Tangy chicken dip with cilantro, lime, and cheese. Perfect party appetizer served warm with tortilla scoops.

# What You Need:

→ Chicken

01 - 2 cups cooked, shredded chicken breast

→ Vegetables & Herbs

02 - 1/2 cup red onion, finely diced
03 - 2 cloves garlic, minced
04 - 1 jalapeño, seeded and minced
05 - 1/2 cup fresh cilantro, chopped

→ Citrus

06 - Zest of 2 limes
07 - Juice of 2 limes

→ Dairy

08 - 1/2 cup sour cream
09 - 1/2 cup cream cheese, softened
10 - 1/2 cup shredded Monterey Jack cheese

→ Spices & Seasonings

11 - 1 teaspoon ground cumin
12 - 1/2 teaspoon chili powder
13 - 1/2 teaspoon smoked paprika
14 - 1/2 teaspoon salt
15 - 1/4 teaspoon black pepper

→ To Serve

16 - 1 bag tortilla scoops (corn chips)
17 - Additional cilantro for garnish
18 - Lime wedges for garnish

# How To Make:

01 - Preheat oven to 375°F (190°C).
02 - In a large mixing bowl, combine the shredded chicken, diced red onion, minced garlic, minced jalapeño, and chopped cilantro.
03 - Add the lime zest, lime juice, sour cream, softened cream cheese, shredded Monterey Jack cheese, ground cumin, chili powder, smoked paprika, salt, and black pepper. Mix until thoroughly blended.
04 - Transfer the mixture to a greased 1-quart baking dish and spread evenly.
05 - Bake for 20 to 25 minutes, until the mixture is bubbly and the top is lightly golden.
06 - Remove from oven and allow to cool for 2 to 3 minutes.
07 - Garnish with additional fresh cilantro and lime wedges.

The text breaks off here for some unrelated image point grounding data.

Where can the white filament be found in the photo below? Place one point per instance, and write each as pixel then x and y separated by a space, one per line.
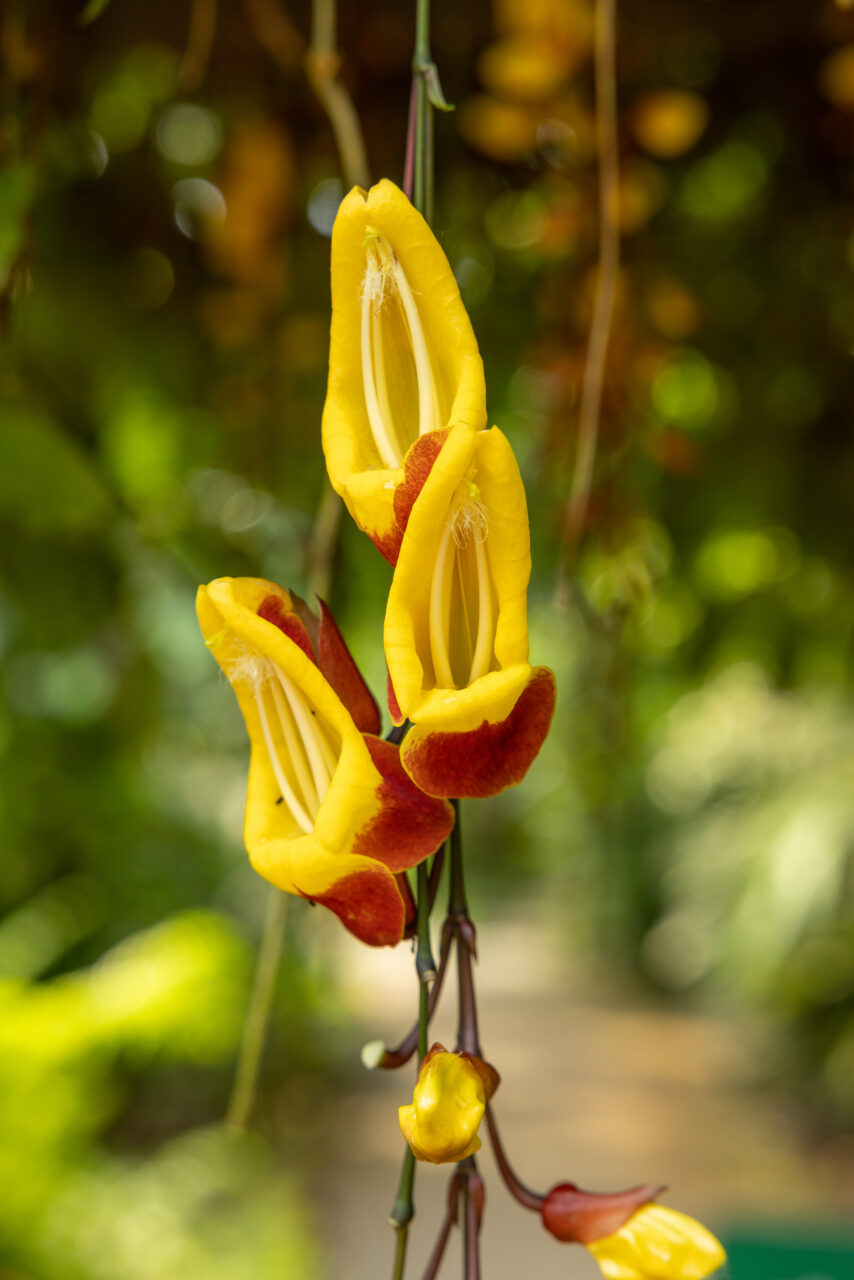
pixel 483 647
pixel 382 270
pixel 296 750
pixel 428 408
pixel 284 786
pixel 448 563
pixel 441 611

Serve warm with tortilla scoops.

# Expert Advice:

01 -
  • It transforms plain chicken into something vibrant and party worthy without any fancy techniques or hard to find ingredients.
  • The lime and cilantro bring a freshness that cuts through the creamy richness, so it never feels heavy even after several scoops.
  • You can make it ahead and just pop it in the oven when guests arrive, which means less stress and more time to actually enjoy the gathering.
02 -
  • If your cream cheese is not fully softened, you will end up with stubborn lumps that refuse to blend no matter how much you stir, so leave it out on the counter for at least 30 minutes before you start.
  • Taste the mixture before baking and adjust the lime or salt, because once it is in the oven you cannot fix it, and underseasoned dip is a sad thing to serve to hungry people.
03 -
  • Toast your cumin in a dry skillet for 30 seconds before adding it to the mix, the nutty aroma it releases will add an unexpected depth that people notice but cannot quite place.
  • If you want a restaurant style presentation, broil the dip for the last minute or two to get a deeper golden crust on top, just watch it closely so it does not burn.